Debunked: Telescope Distances of Billions of Light Years are impossible

The effective exposure time of the human eye is under 0.1 seconds (try opening and closing your eyes within 0.1 seconds, you can still see stars). The longest Hubble UDF exposure was effectively ~350,000 seconds. So the exposure multiplication is (conservatively) 3.5 million.

So if we accept the OPs figure of 127,551, that means the Hubble gets 450 billion times as much light as the human eye during the combined exposure.

Aha, here it is. 0.1 seconds.
 
While I'm at it, what was the point of the original post? Astronomers are simply wrong in their distance estimates or they're intentionally misleading the public about what they see?
 
Aha, here it is. 0.1 seconds.

http://www.madsci.org/posts/archives/2001-11/1006763147.Ns.r.html
Not sure where the 0.1 second figure came from, but this source gives it quite a bit faster. Our eyes don't really work that way, it's very kludgy applying camera terminology to biological eyes so depending on how and what you measure you can get pretty wide variations.

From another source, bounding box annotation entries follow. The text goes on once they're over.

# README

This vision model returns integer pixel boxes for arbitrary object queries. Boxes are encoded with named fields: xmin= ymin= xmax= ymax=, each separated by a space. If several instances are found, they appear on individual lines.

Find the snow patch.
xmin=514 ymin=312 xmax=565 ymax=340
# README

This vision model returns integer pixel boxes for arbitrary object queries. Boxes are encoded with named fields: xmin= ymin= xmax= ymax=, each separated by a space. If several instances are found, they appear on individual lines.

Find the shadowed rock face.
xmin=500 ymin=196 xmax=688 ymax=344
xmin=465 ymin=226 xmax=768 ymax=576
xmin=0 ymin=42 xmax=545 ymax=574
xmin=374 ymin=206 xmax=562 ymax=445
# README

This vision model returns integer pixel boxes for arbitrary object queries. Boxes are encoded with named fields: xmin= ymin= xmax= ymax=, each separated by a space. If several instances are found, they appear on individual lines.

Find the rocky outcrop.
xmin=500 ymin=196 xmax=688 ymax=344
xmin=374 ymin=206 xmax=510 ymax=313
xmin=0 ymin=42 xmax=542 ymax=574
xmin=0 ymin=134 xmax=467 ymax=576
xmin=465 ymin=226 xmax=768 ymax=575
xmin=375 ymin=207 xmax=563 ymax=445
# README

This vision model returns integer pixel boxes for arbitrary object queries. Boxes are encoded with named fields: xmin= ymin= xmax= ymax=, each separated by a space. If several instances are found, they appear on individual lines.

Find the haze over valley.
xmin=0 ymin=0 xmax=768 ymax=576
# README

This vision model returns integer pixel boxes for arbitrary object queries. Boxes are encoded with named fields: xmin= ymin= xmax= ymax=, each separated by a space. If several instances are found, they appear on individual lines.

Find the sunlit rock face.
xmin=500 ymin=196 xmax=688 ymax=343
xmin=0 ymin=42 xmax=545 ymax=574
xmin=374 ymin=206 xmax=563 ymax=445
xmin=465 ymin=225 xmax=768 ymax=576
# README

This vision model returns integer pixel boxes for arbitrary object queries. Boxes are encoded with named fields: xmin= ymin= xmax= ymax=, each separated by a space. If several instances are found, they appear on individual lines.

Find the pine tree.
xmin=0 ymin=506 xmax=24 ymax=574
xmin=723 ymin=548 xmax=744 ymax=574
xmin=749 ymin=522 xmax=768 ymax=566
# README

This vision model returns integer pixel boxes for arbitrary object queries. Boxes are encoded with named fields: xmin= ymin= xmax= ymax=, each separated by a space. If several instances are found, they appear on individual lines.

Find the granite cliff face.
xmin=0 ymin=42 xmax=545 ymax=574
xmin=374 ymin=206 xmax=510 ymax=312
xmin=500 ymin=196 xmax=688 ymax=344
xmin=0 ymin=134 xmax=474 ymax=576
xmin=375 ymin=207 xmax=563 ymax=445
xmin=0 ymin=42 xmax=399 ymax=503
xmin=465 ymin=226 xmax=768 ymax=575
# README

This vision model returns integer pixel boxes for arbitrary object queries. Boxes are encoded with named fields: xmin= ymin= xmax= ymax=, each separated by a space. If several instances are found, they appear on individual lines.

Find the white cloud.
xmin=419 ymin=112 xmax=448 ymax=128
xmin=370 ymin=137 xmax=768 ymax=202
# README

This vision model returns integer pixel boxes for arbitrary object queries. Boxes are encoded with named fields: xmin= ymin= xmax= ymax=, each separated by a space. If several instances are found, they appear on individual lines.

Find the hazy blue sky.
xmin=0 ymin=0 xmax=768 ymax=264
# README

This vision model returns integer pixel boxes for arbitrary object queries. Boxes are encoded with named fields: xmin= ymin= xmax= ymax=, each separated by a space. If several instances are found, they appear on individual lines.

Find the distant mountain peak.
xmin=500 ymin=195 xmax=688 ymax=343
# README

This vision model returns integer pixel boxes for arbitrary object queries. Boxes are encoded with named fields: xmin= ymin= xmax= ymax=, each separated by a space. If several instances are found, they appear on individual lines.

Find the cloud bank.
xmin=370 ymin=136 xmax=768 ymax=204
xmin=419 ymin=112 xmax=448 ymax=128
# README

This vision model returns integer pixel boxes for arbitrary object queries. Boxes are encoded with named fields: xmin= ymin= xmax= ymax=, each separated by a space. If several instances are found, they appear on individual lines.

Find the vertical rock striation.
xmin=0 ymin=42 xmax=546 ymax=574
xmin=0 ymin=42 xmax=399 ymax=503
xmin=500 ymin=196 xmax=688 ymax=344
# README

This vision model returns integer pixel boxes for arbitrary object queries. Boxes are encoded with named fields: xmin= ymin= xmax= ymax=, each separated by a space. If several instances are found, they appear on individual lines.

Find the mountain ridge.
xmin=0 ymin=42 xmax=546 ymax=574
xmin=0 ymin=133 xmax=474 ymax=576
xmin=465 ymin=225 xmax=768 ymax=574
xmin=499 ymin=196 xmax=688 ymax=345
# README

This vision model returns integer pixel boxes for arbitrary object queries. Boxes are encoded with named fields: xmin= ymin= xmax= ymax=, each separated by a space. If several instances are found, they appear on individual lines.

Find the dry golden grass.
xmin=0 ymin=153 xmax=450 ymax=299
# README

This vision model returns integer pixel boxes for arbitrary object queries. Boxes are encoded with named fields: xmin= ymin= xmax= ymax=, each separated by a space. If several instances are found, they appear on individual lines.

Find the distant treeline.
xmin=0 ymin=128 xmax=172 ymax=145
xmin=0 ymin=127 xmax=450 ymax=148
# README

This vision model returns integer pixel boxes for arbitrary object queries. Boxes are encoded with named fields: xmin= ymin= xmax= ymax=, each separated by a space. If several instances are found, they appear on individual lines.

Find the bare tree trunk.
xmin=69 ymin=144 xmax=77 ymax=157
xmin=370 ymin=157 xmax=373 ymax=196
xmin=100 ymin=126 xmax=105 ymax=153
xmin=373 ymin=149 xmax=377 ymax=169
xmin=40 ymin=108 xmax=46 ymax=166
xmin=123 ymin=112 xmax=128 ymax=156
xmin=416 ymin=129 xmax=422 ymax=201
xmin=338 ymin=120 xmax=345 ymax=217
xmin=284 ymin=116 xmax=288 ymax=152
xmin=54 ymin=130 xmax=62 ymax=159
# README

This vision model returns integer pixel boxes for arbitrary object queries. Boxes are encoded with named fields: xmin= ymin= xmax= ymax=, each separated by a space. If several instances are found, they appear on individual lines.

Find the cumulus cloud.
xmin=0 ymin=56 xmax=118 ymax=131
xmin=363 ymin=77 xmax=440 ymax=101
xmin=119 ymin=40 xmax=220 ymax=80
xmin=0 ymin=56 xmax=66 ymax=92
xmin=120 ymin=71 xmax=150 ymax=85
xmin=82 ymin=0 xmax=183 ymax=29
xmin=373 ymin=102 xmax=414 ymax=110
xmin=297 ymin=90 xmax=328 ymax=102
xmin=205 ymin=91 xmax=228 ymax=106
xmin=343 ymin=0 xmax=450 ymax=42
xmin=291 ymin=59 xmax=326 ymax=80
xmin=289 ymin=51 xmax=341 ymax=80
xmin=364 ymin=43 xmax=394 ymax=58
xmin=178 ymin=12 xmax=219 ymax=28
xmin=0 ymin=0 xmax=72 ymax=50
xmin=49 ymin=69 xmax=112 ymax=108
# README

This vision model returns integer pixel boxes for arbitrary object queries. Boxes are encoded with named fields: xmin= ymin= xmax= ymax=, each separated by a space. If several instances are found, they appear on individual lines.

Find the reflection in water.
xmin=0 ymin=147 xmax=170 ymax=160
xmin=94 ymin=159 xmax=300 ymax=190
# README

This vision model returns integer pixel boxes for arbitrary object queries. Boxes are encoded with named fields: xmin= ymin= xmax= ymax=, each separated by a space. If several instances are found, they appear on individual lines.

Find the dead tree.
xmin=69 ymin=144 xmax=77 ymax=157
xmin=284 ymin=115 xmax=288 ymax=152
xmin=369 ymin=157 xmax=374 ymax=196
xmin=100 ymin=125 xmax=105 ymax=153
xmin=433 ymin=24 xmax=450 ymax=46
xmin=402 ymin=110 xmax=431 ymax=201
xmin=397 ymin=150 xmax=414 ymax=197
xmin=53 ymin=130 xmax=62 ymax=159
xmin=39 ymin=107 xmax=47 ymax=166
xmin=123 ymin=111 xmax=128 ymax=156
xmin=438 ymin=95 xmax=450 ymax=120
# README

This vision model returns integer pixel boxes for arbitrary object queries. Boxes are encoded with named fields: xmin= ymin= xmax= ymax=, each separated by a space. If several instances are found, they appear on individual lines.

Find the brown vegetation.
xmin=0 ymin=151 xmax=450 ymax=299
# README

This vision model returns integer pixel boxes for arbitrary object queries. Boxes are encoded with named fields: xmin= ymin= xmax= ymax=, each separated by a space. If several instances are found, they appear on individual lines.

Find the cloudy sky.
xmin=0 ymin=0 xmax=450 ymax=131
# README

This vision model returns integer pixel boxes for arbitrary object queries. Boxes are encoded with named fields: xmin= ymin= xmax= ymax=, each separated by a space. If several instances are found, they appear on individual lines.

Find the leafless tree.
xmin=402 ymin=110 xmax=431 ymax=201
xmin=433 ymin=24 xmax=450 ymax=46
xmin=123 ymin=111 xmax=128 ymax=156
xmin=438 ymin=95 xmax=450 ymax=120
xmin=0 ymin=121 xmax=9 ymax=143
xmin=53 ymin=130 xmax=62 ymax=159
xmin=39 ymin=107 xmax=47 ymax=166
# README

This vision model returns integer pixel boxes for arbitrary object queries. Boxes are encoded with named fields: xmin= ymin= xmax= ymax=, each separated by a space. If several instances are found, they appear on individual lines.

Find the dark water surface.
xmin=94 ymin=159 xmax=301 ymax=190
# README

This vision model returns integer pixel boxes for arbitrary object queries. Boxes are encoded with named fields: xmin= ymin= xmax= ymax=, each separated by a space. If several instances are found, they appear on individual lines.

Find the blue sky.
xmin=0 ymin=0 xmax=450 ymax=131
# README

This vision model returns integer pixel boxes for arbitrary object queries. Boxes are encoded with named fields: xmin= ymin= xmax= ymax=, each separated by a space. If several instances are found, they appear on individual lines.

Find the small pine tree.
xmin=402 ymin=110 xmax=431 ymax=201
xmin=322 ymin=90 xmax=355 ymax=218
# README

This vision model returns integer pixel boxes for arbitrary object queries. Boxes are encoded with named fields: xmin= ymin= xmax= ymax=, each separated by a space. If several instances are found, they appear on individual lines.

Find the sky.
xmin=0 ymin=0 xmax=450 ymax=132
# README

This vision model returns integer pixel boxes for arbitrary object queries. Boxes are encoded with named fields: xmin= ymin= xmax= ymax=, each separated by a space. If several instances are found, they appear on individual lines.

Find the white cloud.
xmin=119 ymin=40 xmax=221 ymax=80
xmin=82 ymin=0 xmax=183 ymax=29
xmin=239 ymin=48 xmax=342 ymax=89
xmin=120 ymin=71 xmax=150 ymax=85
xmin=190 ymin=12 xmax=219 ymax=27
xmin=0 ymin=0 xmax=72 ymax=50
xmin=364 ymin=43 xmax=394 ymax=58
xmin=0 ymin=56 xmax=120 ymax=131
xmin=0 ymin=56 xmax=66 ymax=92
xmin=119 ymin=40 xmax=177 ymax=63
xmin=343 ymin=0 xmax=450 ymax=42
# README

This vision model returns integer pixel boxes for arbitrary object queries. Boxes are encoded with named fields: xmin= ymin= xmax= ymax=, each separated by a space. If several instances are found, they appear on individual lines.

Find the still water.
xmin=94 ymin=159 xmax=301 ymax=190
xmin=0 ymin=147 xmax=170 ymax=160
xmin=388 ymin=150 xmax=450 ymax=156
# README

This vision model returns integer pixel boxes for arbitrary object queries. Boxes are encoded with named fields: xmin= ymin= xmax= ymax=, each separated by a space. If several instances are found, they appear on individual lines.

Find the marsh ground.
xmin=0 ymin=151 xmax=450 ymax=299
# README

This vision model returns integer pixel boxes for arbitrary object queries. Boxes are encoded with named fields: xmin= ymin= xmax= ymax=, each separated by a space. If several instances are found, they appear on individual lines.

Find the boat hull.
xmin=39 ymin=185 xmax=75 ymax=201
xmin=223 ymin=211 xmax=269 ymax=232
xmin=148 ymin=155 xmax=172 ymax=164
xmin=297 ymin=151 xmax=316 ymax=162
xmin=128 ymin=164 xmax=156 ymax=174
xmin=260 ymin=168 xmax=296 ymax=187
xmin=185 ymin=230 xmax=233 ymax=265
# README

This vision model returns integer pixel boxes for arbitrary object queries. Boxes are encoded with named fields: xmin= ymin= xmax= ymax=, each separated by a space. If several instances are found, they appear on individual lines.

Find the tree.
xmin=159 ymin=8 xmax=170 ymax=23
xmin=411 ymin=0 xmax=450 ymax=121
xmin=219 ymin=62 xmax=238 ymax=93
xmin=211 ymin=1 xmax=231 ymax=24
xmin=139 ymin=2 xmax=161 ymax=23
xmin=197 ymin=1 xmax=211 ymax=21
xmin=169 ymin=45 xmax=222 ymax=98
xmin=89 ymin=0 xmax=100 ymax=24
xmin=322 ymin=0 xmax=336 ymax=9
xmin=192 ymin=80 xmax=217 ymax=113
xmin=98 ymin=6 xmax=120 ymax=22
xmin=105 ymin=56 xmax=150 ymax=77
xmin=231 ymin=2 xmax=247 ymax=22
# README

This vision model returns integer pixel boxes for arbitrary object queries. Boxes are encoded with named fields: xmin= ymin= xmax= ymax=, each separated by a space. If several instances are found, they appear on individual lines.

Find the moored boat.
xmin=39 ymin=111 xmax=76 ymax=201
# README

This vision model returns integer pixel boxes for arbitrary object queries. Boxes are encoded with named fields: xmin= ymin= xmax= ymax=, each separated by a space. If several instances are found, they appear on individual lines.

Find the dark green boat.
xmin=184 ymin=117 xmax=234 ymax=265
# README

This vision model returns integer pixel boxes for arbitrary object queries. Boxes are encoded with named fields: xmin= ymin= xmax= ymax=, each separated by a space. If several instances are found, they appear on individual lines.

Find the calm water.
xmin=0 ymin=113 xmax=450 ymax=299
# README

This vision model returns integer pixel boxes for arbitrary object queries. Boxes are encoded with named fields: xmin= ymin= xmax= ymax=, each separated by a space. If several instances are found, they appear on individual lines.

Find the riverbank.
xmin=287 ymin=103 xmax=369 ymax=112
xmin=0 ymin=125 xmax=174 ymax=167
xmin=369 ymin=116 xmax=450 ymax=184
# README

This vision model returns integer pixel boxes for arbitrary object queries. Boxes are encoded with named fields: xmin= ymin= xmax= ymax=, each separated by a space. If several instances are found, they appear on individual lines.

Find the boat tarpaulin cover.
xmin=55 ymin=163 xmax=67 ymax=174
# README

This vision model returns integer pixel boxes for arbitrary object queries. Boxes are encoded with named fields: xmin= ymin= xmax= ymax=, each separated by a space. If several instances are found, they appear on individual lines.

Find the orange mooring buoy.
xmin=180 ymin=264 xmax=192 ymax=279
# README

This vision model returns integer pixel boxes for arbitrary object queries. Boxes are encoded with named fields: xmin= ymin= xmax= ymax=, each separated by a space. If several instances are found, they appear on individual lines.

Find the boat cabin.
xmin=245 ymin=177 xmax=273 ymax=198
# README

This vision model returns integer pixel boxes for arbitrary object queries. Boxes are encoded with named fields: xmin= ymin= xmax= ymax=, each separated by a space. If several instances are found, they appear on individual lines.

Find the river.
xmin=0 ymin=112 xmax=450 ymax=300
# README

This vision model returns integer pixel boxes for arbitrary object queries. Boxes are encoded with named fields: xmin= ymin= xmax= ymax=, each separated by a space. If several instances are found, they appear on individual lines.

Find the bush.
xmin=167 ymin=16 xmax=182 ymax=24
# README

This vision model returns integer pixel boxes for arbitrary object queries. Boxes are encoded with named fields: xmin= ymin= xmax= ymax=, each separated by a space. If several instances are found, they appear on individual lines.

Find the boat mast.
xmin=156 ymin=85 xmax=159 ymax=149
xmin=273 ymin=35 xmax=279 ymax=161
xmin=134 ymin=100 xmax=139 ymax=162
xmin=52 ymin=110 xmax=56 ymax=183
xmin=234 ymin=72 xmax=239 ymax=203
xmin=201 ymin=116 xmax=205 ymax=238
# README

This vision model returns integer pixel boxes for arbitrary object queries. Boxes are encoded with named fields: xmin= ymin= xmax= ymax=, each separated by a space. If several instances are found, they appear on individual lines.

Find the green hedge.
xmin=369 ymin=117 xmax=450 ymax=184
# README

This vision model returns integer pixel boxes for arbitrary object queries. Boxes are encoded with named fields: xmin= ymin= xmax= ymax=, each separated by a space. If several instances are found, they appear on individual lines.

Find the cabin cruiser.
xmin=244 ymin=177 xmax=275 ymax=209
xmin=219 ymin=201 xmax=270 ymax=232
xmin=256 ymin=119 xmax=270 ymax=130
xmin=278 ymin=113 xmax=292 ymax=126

While I'm at it, what was the point of the original post? Astronomers are simply wrong in their distance estimates or they're intentionally misleading the public about what they see?
Sounds like the implication is that it's intentional, but it was a rare post of that "flavor" that stuck to the "claims of evidence" rule and didn't go off into the weeds too much.
 
The 0.1 seconds was just me ballparking an upper end to the effective exposure time. I said it is under 0.1 seconds. I verified it by opening and closing my eyes for about 0.1 seconds and observing that I could still see stars.

As Hevach noted, our eyes don't really work that way (you can't see much more in the dark with a "long exposure" of looking at the same thing). However it's was just part of a comparison of the amount of light entering your eye to form an image vs. the amount of light entering the Hubble.
 
it's very kludgy applying camera terminology to biological eyes

Klooj, Kloog, Kludge (Klugdgy)... You're showing your age Hevach, dont know many ppl that still use that term anymore outside of old school engineer/network types and uber nerds (like me).. apt description though. Its really difficult to explain the workings of the human eye in comparison to anything humans have created.